Would I be a good employee? Maybe. Would I enjoy the freedom and flexibility? Absolutely. Do I have any idea what I’d do for myself? No.

I don’t know what I’d do for myself. I don’t know where I have the skills to make a living for myself. So I trade my time for money. I go to work. I answer phones and support others. I come home and turn my brain back on and enjoy life.


It reminds me of an article I read awhile back. “Sponsored” by my husband: Why it’s a problem that writers never talk about where their money comes from

Here’s my life. My husband and I get up each morning at 7 o’clock and he showers while I make coffee. By the time he’s dressed I’m already sitting at my desk writing. He kisses me goodbye then leaves for the job where he makes good money, draws excellent benefits and gets many perks, such as travel, catered lunches and full reimbursement for the gym where I attend yoga midday.

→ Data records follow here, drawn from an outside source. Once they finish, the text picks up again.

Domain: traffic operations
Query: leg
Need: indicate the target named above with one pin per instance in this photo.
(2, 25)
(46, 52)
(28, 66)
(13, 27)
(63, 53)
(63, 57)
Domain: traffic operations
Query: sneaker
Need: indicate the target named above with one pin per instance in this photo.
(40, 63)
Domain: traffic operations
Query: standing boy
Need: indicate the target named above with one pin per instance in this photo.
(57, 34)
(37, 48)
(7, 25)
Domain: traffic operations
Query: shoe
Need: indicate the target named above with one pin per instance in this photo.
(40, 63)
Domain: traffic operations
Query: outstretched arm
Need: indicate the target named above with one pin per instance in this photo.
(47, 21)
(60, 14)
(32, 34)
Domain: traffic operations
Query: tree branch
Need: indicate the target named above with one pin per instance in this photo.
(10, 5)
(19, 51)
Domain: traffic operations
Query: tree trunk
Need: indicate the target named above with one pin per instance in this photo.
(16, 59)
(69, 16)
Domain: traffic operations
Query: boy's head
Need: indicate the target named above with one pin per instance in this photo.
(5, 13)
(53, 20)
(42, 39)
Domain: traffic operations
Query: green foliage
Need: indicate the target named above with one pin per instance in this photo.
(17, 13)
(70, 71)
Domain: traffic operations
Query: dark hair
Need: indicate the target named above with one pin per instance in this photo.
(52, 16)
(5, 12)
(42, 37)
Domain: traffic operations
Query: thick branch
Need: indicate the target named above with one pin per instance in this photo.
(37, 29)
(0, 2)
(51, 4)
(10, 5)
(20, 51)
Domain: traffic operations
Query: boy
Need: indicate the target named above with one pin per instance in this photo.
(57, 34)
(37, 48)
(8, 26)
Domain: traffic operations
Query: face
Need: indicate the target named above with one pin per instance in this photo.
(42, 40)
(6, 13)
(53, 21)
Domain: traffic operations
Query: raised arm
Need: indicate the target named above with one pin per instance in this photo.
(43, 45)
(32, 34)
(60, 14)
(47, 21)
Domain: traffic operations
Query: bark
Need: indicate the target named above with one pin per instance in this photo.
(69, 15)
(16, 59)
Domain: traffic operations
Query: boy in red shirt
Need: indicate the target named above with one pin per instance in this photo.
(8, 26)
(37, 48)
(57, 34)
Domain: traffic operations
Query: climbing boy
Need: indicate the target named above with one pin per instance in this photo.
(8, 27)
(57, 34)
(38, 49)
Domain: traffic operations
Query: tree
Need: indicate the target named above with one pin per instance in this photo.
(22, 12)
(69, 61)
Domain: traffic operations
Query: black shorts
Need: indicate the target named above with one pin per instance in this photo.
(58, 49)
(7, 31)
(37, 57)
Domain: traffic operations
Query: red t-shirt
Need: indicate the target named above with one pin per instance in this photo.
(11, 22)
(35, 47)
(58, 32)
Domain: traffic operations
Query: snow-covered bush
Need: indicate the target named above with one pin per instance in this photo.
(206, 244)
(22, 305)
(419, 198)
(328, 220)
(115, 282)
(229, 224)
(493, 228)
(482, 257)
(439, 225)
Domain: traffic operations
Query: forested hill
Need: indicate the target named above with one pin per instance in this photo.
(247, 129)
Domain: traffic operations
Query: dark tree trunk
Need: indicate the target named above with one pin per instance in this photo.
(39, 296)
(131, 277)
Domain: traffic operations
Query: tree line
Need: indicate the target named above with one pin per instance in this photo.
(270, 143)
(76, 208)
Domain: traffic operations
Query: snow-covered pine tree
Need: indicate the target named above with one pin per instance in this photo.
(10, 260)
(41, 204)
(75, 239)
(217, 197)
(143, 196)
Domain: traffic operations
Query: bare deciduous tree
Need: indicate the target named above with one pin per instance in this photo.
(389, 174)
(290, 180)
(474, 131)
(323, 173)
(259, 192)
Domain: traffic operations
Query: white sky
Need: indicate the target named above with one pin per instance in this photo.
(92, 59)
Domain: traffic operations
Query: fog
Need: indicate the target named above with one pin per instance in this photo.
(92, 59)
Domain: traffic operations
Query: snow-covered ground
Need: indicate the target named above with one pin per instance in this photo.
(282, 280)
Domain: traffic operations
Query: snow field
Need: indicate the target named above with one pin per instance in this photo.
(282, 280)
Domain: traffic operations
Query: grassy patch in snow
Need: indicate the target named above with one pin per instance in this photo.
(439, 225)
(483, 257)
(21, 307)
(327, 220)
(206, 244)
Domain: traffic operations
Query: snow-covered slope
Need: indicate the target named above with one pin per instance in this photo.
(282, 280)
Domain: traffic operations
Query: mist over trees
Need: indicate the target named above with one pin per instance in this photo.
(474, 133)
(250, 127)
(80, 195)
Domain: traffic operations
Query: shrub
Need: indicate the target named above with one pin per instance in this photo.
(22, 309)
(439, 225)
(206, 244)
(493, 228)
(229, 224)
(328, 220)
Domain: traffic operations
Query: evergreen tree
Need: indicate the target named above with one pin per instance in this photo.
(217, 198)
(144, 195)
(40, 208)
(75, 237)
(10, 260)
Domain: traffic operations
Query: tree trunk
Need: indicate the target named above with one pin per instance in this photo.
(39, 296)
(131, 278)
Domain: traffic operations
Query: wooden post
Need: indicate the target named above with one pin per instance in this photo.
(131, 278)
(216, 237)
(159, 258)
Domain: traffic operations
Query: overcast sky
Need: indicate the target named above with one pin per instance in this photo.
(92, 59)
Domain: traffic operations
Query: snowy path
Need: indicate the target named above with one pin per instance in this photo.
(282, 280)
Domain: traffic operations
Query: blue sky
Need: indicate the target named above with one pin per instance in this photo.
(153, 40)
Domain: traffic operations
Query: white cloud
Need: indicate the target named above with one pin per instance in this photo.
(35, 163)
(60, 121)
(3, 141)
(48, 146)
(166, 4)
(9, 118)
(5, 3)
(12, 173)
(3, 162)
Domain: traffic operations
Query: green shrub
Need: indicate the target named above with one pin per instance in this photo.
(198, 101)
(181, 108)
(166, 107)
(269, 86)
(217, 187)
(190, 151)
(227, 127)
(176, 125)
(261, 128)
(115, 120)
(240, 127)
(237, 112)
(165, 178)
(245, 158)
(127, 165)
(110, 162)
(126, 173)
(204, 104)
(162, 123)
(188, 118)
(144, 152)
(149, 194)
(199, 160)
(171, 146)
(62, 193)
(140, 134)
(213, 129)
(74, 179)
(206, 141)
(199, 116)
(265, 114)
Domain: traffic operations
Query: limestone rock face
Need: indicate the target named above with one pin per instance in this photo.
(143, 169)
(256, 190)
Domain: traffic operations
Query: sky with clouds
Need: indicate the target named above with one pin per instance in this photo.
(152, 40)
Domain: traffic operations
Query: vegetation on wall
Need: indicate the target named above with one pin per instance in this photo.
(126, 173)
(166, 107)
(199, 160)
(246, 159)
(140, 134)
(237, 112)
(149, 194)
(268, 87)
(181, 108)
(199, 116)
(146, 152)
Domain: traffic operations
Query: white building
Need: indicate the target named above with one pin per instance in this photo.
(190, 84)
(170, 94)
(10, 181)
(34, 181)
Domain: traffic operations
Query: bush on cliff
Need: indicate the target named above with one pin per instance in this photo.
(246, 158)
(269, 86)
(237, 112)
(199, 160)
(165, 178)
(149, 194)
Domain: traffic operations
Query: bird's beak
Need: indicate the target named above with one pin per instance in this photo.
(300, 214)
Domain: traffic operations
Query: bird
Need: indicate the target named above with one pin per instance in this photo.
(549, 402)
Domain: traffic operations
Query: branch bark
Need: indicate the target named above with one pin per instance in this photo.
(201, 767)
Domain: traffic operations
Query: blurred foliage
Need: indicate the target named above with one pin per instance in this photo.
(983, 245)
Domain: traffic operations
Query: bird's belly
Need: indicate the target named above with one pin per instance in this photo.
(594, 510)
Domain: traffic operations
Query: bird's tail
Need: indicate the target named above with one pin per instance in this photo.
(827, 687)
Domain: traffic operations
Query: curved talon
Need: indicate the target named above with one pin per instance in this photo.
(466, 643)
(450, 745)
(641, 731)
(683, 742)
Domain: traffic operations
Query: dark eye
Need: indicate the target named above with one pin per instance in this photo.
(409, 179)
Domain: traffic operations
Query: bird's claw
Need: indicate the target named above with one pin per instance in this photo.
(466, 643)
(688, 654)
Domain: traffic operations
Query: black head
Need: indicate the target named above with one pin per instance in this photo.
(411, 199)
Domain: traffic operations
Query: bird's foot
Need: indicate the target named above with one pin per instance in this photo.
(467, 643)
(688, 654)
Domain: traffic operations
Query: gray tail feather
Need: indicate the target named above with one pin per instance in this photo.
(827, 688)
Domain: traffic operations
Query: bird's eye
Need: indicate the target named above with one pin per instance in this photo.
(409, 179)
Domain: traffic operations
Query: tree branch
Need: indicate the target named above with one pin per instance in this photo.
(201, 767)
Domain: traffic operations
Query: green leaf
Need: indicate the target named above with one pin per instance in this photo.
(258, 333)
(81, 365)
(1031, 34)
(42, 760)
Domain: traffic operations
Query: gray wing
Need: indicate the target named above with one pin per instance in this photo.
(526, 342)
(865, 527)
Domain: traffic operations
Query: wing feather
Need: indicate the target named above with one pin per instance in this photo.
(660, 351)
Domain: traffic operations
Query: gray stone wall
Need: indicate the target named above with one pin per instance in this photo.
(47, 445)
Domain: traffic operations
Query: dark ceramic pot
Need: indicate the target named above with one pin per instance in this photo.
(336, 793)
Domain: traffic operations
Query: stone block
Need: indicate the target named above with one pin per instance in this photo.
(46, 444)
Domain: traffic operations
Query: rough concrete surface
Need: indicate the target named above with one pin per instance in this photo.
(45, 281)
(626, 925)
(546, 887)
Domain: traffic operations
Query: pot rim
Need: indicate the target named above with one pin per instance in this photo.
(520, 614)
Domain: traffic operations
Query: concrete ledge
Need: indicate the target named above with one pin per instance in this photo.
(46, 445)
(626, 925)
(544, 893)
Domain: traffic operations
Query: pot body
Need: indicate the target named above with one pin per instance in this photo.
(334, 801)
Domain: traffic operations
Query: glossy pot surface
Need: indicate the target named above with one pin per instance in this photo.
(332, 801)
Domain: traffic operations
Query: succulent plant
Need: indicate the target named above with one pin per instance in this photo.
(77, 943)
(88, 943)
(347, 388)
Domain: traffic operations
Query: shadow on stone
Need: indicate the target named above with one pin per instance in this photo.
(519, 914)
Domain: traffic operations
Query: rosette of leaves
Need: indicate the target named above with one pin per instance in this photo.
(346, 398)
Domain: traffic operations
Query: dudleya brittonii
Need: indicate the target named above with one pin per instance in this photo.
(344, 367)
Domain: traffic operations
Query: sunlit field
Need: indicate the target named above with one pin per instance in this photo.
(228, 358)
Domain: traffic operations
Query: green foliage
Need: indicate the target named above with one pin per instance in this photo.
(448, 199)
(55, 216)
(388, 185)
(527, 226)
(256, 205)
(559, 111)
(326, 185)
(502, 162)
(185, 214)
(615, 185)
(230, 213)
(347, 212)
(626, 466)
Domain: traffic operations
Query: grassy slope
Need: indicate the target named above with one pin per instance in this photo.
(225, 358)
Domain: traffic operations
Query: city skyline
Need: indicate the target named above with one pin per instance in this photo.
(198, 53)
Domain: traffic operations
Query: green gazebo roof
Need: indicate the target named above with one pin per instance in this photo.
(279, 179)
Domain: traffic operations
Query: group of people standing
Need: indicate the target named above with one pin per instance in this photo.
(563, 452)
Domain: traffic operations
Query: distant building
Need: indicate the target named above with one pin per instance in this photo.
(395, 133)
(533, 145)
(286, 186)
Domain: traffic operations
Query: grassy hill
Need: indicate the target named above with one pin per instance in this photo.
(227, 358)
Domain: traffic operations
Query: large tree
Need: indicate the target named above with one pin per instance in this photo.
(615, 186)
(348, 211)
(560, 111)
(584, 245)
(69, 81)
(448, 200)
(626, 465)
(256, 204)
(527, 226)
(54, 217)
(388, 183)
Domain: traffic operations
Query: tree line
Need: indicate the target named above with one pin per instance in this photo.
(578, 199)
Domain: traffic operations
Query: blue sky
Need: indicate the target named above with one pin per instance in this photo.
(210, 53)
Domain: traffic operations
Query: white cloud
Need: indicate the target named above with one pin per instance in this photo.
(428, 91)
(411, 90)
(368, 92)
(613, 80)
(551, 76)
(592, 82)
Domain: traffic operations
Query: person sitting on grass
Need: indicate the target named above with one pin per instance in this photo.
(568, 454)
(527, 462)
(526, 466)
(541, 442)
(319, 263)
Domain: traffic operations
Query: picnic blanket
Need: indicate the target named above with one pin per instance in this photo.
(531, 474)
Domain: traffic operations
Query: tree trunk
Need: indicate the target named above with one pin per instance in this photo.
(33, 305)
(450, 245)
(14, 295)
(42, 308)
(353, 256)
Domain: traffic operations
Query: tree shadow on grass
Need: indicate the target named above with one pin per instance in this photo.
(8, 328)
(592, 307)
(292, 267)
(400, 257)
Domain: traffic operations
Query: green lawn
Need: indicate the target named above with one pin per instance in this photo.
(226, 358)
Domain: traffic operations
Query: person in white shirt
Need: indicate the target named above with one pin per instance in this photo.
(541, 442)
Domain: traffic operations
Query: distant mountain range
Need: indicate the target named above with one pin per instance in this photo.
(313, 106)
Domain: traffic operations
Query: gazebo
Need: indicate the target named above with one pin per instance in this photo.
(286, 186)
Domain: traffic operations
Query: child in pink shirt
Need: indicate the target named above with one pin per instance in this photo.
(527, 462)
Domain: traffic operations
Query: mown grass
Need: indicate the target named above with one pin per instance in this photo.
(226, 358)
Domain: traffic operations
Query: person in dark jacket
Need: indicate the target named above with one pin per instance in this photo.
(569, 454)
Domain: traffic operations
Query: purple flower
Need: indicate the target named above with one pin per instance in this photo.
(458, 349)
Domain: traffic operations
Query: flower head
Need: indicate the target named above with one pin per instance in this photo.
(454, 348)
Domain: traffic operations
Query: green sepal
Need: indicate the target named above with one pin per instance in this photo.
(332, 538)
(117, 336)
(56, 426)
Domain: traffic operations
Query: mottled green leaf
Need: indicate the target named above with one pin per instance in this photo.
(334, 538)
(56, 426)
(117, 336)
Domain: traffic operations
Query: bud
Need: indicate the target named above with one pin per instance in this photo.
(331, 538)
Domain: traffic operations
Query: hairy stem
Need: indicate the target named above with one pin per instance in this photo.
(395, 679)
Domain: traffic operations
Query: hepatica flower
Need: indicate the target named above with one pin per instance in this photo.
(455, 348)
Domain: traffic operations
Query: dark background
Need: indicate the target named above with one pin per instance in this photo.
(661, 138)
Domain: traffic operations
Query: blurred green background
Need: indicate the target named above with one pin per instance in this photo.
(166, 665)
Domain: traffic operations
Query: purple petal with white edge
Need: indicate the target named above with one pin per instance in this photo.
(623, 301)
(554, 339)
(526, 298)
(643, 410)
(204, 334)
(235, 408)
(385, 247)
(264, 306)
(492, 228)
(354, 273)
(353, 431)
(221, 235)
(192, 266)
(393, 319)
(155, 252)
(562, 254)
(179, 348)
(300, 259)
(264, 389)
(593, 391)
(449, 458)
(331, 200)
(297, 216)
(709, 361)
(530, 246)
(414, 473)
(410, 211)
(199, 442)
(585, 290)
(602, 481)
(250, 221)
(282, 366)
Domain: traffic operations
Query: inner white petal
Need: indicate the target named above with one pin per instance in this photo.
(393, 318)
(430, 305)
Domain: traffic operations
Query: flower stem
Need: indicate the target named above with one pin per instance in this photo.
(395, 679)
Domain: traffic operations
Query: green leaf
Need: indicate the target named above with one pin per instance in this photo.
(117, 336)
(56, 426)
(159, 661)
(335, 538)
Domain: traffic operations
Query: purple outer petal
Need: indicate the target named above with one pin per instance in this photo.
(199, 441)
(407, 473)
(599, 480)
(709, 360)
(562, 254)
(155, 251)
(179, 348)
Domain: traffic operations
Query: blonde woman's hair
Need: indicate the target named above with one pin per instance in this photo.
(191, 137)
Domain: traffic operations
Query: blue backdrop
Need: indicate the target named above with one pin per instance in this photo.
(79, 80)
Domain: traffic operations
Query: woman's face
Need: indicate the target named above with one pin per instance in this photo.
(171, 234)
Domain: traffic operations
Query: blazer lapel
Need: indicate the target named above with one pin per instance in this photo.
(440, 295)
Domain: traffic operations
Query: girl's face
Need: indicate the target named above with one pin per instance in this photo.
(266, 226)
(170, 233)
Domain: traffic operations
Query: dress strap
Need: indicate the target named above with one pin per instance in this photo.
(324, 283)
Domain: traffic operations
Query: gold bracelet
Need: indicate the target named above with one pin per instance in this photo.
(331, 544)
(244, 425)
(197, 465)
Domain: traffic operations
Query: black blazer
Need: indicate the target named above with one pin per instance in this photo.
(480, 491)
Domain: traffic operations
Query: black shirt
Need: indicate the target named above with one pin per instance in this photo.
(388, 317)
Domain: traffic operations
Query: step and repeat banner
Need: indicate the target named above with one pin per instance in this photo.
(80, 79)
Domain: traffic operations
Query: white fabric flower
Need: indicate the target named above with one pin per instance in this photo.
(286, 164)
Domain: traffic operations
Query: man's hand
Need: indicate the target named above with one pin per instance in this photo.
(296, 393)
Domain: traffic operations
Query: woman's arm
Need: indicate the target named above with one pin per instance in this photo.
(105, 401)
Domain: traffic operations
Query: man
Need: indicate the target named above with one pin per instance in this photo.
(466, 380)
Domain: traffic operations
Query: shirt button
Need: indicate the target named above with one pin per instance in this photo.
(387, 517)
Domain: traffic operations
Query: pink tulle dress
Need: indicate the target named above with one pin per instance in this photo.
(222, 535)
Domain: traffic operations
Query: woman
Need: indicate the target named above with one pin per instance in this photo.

His career has allowed me to work only sporadically, as a consultant, in a field I enjoy.

The author is able to write and live the life she wants while her husband works a job that support their lifestyle.

While his job sounds better than mine, I do the same thing for my wife. I sponsor her while she gets her business up and running. I make sure we can pay our bills, go on vacation and put some money into savings. I have been as lucky as I’ve been smart with my career moves and negotiation.

I don’t have catered lunches or a gym membership, but I have doubled my salary in the past 5 years. I didn’t attend Master’s program nor did I pay for expensive certifications or training classes. I worked hard and I learned a lot on the job. But I also fell into a lucky niche that was interesting, easy and paid well.

Credit: matthew wiebe https://unsplash.com/matthewwiebe

Comfortable

What am I doing here?

I just turned 35 and I’m working at a help desk. I just turned 35 and I spend my days answering phones telling people their user names or reactivating their accounts. I spend my days doing the same thing I did the day I left college.

I’m very well paid for the work I do. It’s not fulfilling nor interesting. It’s not something I enjoy or think about. This job has no emotion to it at all. I go in to work and I shut off my brain. I don’t need it. It’s rote memorization and repetition of questions and facts.

But that’s also the point of this job. I don’t need anything challenging. I don’t need to spend my days struggling to solve hard problems or make the world a better place.

I perform a job, a function that’s needed and can’t be turned over to a robot. I answer phones and I talk to people. I enable them.

I’m an enabler. I help them where they would fail without me. I give them tools to complete their work. I fix problems and guide. I help.

My job is a job. I work. I go home. I don’t think about it any more. It’s not a challenge. It’s a job. It pays me. I can afford a nice place to live. I pay my bills. I can afford a nice life and to travel and live in a nice house with my wonderful wife. I can afford to be comfortable.

I buy comfort with my job.

The callers keep me comfortable. They fill the hours. They pay my bills. They keep me working. They keep me comfortable.

Comfortable isn’t the worst thing in the world.